Response to a Question on American Involvement in South Vietnam, President Kennedy's News Conference, February 7, 1962

Source: The Pentagon Papers, Gravel Edition, Volume 2, p. 807

President Kennedy's News Conference, February 7, 1962, Public Papers of the Presidents, Kennedy, 1962, p. 121:

Q. "Mr. President, there seems to be some doubt, at least on the local level and in the region where this is going on, as to the right of the American people and the rest of the world to know the extent of the battle in South Vietnam. Could you tell us, sir, what the situation is there? How deeply are we involved in what seems to be a growing war and what are the rights of the people to know what our forces are doing?"

THE PRESIDENT: "There is a war going on in South Vietnam, and I think that last week there were over 500 killings, and assassinations and bombings and the casualties are high.
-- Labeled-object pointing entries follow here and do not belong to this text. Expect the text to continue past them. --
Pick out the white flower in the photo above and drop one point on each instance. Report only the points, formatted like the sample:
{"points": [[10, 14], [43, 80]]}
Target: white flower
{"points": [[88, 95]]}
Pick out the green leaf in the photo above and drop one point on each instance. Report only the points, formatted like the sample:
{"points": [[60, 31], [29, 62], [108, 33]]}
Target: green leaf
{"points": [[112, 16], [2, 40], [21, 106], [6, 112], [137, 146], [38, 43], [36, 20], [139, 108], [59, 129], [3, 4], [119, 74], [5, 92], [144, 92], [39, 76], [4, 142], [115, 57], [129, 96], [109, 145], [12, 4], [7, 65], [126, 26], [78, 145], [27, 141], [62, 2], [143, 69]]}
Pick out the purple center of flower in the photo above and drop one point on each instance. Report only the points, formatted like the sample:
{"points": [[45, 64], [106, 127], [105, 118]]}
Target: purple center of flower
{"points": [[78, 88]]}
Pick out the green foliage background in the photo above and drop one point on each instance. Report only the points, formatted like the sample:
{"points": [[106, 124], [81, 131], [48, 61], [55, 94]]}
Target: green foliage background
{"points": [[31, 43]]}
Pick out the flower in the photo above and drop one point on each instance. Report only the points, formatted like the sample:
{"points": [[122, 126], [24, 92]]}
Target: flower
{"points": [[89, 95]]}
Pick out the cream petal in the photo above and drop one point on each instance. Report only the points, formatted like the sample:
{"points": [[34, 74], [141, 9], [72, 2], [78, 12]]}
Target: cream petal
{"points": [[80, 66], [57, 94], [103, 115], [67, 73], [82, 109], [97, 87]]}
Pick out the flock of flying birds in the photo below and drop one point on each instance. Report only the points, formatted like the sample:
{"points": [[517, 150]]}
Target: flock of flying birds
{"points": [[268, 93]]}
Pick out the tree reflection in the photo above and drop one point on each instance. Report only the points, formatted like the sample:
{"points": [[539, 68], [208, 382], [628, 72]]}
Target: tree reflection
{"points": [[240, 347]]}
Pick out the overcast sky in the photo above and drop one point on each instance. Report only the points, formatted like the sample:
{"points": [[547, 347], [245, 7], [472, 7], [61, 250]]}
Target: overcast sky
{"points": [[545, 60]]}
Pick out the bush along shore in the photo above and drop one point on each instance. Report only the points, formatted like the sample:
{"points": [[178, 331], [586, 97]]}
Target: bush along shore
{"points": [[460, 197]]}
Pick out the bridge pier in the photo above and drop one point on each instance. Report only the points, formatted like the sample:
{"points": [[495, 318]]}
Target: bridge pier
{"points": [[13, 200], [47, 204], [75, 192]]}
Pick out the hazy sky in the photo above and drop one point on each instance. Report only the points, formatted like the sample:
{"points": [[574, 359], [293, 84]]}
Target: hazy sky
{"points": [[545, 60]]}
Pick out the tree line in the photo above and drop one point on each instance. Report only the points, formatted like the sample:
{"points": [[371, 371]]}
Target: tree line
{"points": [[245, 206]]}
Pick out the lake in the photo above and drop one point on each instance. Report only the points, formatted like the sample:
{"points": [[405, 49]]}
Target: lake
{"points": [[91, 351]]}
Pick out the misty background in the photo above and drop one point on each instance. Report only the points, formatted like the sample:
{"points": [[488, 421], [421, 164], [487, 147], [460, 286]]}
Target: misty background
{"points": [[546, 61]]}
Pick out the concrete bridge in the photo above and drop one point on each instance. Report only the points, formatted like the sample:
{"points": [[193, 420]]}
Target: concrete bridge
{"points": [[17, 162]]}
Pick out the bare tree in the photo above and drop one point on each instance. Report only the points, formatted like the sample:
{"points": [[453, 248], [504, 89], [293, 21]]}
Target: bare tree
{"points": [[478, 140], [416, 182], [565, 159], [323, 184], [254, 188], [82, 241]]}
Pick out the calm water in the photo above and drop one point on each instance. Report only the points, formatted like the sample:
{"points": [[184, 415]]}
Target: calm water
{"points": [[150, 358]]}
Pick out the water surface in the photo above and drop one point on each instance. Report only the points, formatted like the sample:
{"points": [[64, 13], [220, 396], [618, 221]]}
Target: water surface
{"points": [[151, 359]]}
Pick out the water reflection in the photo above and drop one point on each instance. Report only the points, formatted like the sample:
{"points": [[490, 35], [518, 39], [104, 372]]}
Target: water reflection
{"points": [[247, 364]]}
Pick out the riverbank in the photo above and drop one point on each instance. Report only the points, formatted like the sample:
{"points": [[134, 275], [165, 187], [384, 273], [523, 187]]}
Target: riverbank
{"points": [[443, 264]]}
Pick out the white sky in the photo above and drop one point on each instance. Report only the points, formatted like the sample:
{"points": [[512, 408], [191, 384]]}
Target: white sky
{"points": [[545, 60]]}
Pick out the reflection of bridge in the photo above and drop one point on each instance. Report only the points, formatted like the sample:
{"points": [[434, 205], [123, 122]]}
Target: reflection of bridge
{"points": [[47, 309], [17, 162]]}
As I said last week, it is a subterranean war, a guerrilla war of increasing ferocity. The United States, since the end of the Geneva Accord, setting up the South Vietnamese government as an independent government, has been assisting Vietnam economically to maintain its independence, viability and also sent training groups out there, which have been expanded in recent weeks, as the attacks on the government and the people of South Vietnam have increased.

"We are out there on training and on transportation, and we are assisting in every way we properly can the people of South Vietnam, who with the greatest courage and under danger are attempting to maintain their freedom.

"Now, this is an area where there is a good deal of danger and it is a matter of information. We don't want to have information which is of assistance to the enemy and it is a matter which I think will have to be worked out with the government of Vietnam which bears the primary responsibility."